Hofman said Rodriguez wasn’t the deceitful type.
”Other than the usual tomfoolery, they hung out at Doug Mientkiewicz’s house,” Hofman said.
How does one reconcile Hofman’s belief in Rodriguez with the A-Rod who admitted he took steroids in 2001-2003, but also made the ridiculous claim that he didn’t know what he was taking at the time except that “they weren’t Tic-Tacs”?
He said he stopped after he left the Rangers, but Yankees teammates disagree and nicknamed him for his ample pecs, a condition called gynecomastia often caused by steroids. Watch the YouTube clip of a shirtless A-Rod on the Letterman show.
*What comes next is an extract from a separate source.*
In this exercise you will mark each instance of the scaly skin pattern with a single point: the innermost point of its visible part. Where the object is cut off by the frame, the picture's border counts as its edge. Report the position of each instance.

An unnamed player said A-Rod and Kevin Brown were seen with human growth hormone in 2004.
‘Alex called me and said, `Coach, I can swear on a stack of Bibles that there’s nothing to this,’ ” Hofman said.
And, via mlb.com -
Recent accounts from excerpts in an upcoming book that Alex Rodriguez may have turned to steroids in high school were refuted Thursday by Dodgers utilityman Doug Mientkiewicz, who was a teammate of Rodriguez’s at Westminster Christian High in Miami.
“There’s no way,” Mientkiewicz told Yahoo! Sports. “I was with him too much, I was with him for too long. Our team was together, like, 20 hours of the day. Every day.”
The Warriors won the Florida state championship and were USA Today’s top-ranked team during Rodriguez’s junior year.
But Mientkiewicz, who graduated in 1992 and was a year older than Rodriguez, said the Yankees slugger naturally got bigger.
“He also grew two or three inches,” Mientkiewicz said. “You’re talking about a 15-year-old kid who looked really skinny and scrawny. Then he hit puberty and he grew into a man. Everybody goes through it. So now every 13-to-15-year-old kid is going to be accused of this, because he hits puberty?”
It’s funny. Those who want to discredit what’s in the Roberts book often say it’s a case of “he said, she said” and therefore you cannot take what’s in the book as truth. However, could not the “he said, she said” discount logic also apply to what’s being said by people like Hoffman and Mientkiewicz?